To secure the film’s route to market, the producers need to partner with a distributor or sales agent. Agents often offer a recoupable Minimum Guarantee (MG) in exchange for the sales rights to the film. They provide sales estimates for all international territories, which reflect the minimum value they hope to achieve for each individual territory.
A deal may also include a ‘pre-sale’, when the agent brokers a deal with a distributor before the film even goes into production. Distributors will pay a deposit (typically 10%-20%) upon signature, and the balance once the completed film has been delivered. A feature film budget may also be made up of government tax credits or subsidies.
TFF structures senior debt (a loan secured against specific collateral such as pre-sold distribution contracts or the estimated revenues from tax credits or subsidies), or junior debt (gap financing), against the likely minimum revenue streams from the sale of any territories not pre-sold.
Godfrey says: “Senior and junior debt always sit at the top of the recoupment waterfall, recouping (with a premium) first from payment of the contract(s) against which the loan is secured.” The real skill is in assessing the value of the collateral assigned to the potential loan: the security of the contracts, the ability and track record of the sales agent and their estimates, and other film-specific factors.”
Says Jones: “We know the agents but we do our own checks on everything, taking into account the budget, the director, the story, the track record of the producers and the type of film. The films we like are genres that have a quantifiable, pre-existing market, where the success of the film, in terms of sales to international distributors (and therefore TFF’s recoupment) is not correlated to the box office performance. These genres include action, horror and sci-fi, for example.”
TFF gets offered 15 to 20 films a month from international producers. “The opportunities we seek offer our investors a solid and reliable return and that keeps them coming back,” Jones adds. “We know how to assess and estimate the market value for the films we consider even before shooting begins.”
Godfrey says TFF looks for “a fairly speedy or well defined time frame, with low risk, no legacy issues and a quick payback”. TFF seeks at least 200%-250% cover for any loan, and typically never invests more than 25% of the film’s total budget.”
Both are wary of government ‘tax wrappers’ that incentivise investor interest. Jones says: “We don’t like incentives that put the wrong motivation behind a deal. We don’t want to be forced to invest in a particular deal because of a fiscal deadline. It leads to bad decisions, and structures involving tax angles tend to carry high legal, compliance and legacy costs.”

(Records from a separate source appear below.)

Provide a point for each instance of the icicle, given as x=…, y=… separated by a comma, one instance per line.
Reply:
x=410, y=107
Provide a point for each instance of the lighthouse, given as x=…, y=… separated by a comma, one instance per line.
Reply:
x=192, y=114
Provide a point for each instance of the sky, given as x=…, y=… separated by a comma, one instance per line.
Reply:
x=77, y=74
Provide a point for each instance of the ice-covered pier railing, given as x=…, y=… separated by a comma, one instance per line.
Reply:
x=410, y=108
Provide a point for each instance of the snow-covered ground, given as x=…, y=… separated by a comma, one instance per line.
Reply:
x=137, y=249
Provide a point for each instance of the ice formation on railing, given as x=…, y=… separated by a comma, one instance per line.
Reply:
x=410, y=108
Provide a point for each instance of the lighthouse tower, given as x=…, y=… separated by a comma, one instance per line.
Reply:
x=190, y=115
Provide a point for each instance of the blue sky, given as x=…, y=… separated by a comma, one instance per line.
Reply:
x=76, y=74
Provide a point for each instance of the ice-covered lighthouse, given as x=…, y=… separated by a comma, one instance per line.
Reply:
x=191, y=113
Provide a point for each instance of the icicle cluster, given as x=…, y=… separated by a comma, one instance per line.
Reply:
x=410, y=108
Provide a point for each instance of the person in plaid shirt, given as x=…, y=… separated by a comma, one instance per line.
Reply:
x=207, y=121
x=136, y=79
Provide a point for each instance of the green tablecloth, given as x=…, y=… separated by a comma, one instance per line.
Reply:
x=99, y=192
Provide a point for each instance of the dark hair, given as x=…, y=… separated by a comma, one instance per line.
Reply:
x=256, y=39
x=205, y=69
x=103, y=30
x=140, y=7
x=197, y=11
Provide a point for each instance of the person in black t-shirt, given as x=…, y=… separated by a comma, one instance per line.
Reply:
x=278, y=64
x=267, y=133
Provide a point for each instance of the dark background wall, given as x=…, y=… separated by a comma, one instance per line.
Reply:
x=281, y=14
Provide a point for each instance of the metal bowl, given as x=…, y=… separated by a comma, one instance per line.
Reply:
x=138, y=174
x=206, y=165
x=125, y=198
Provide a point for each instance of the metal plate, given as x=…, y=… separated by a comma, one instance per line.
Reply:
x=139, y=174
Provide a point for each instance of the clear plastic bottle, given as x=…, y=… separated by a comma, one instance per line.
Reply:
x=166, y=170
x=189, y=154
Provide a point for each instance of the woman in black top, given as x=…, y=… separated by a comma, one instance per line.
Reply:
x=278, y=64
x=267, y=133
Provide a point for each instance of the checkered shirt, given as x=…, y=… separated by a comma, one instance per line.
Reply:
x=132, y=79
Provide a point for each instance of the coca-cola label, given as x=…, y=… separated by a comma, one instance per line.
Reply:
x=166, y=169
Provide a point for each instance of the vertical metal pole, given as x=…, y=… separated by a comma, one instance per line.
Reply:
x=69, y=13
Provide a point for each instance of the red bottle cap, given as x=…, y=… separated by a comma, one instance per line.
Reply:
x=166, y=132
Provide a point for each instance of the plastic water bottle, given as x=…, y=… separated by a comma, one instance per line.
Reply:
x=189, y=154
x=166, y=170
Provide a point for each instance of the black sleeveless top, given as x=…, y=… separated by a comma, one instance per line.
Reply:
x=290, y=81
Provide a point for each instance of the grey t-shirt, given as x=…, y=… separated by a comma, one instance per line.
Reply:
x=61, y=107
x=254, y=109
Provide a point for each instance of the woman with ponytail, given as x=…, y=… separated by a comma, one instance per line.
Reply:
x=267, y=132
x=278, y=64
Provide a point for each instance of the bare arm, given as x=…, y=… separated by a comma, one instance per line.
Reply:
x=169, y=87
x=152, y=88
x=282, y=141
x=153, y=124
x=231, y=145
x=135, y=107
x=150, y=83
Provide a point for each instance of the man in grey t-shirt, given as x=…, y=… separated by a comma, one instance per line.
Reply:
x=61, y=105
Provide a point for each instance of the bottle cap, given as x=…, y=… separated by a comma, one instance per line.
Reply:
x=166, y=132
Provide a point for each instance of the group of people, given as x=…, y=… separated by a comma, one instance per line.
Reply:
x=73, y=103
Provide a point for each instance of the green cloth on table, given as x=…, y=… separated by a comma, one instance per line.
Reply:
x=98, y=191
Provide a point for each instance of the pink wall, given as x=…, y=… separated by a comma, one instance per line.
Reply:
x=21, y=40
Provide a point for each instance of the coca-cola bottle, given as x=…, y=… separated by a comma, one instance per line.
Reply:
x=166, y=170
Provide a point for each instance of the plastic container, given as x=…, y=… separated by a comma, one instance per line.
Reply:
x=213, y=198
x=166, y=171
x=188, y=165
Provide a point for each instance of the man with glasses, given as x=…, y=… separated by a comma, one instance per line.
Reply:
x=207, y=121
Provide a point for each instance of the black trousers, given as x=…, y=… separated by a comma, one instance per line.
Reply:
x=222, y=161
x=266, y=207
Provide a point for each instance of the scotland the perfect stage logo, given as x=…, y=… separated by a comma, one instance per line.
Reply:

Instead, TFF spends a lot of time educating prospective investors long before they are invited to participate. “We are talking to sophisticated investors, because these financing structures are not regulated. Normally, we require an investor to pledge a sum against a loan and then we draw down as required. Each trade is ring-fenced so the investor is protected.” That process enables TFF to openly identify the risks, which generates more rather than less confidence among investors.